7 şiddetinde deprem olmadı. TIR bindirmedi. İş makinesi
kepçesini balyoz yapıp vurmadı. Tank gelip çarpmadı. Kartal’da
Yeşilyurt Apartmanı kendiliğinden çöktü. Göz göre göre, haber
vererek yıkıldı. Çökmeden önce duvarlarından, kolonlarından,
temellerinden “çökeceğim” sesleri
geliyordu.
21 kişi hayatını yitirdi.
Devletin büyükleri; Cumhurbaşkanı, eski Başbakan, yeni belediye
başkan adayı, Bakanlar çöken binanın içinden cansız çıkartılanların
cenaze namazına durdular ve onlar için “şahadet
makamına ulaştılar… Allah rahmet etsin
şehitlerimize…” dediler.
“İmar şehitlerimiz!”
Yıkılan apartmanın enkazı
altında can verenlerin yakınlarının acılarını paylaşırım. Bu
yazıyla amacım onları incitmek değil. Soruyu enkaz altında can
verenlerin yakınlarına sormuyorum. Cenazeye katılan
ve “imar şehitlerimiz” diye ölüm acısı
ticareti yapan devlet büyüklerine soruyorum.
Onları kim şehit etti? ★★★ Savaş çıkmadı. Düşman ordusu saldırmadı.
Düşman uzun menzilli füzeleri ile nokta atışı yapıp vurmadı.
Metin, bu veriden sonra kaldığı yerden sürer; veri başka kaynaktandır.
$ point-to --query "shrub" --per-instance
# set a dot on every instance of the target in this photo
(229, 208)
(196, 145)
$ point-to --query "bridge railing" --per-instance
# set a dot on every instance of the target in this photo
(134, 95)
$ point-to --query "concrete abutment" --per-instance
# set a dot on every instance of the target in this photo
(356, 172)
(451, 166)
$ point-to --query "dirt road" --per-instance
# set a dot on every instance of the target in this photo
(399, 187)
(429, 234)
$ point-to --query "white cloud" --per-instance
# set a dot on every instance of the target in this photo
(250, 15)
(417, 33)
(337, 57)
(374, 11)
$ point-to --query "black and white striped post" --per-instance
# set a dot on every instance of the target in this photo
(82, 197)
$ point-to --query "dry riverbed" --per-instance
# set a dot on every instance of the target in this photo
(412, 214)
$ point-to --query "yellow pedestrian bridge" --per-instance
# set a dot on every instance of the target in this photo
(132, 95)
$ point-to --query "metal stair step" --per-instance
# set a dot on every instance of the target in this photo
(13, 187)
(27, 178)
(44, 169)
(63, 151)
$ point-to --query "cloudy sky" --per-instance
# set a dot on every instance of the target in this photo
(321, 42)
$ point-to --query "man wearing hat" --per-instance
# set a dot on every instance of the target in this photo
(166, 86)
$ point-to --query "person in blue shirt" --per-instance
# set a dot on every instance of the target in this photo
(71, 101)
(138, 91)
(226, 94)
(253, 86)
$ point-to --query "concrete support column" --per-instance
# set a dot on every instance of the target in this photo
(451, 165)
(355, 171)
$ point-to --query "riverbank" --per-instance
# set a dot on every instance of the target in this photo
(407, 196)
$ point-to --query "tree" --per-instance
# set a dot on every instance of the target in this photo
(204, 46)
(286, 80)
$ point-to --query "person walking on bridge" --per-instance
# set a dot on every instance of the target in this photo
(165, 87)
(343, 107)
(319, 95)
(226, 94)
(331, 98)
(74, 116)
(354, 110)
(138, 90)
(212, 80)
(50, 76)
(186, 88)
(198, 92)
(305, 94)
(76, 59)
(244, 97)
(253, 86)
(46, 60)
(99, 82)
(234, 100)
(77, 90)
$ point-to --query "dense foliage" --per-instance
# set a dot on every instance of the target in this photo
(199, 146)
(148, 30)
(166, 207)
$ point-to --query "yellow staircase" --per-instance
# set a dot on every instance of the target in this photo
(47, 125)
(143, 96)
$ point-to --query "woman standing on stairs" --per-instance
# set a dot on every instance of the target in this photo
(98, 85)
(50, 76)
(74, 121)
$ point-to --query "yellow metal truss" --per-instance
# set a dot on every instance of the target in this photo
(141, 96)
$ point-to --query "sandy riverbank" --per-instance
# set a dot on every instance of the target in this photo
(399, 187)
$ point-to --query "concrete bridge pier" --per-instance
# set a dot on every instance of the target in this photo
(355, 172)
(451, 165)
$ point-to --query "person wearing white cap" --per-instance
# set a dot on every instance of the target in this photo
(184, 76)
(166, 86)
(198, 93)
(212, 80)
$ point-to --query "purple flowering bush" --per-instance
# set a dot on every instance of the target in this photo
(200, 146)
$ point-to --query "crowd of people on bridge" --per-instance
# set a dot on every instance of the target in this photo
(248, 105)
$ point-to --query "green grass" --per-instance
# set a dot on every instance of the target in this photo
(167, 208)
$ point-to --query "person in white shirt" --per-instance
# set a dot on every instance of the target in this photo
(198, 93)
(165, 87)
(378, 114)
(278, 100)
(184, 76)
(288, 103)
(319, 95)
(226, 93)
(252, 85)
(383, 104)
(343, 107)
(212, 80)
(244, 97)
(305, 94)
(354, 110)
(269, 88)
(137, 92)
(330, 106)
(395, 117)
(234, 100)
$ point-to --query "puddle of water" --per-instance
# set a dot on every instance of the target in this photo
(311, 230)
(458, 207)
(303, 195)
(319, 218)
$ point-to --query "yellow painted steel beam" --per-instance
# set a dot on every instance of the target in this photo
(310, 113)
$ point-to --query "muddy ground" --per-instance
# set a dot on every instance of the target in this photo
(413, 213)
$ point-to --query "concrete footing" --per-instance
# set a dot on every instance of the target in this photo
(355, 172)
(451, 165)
Birliğe sızmış ajan gizlice zaman ayarlı patlayıcı koymadı.
Yeraltına gizlenmiş hain, aşağıdan ateş edip vurmadı. Çekmeköy’de
askeri helikopter, motorlarında sorun olup olmadığını bilmek için,
test uçuşu yapıyordu. Helikopter UH-1H tipiydi ve pek çok ülkenin
ordusu bu tip helikopteri artık kullanmıyordu.
Helikopter düştü.
Yüzbaşılar; Ümit Özerli, Semih Özcan, astsubaylar; İlyas Kaya ve
Yakup Aşar test uçuşunu yapıyorlardı. Düşen helikopter içinde
canlarını verdiler. Şehit 4 askerin annelerinin “oğlum
sen beni taşıyacaktın, ben seni taşıyorum” sözleri
tören alanında yankılandı. Aynı Çekmeköy’de yine aynı tip UH-1H
tipi askeri helikopter yine test uçuşu sırasında iki ay önce düşmüş
5 asker şehit olmuştu.
“Asker şehitlerimiz!”
Onları kim şehit etti?
Helikopter test uçuşu sırasında can verenlerin yakınlarının da
acılarını paylaşırım. Bu yazı...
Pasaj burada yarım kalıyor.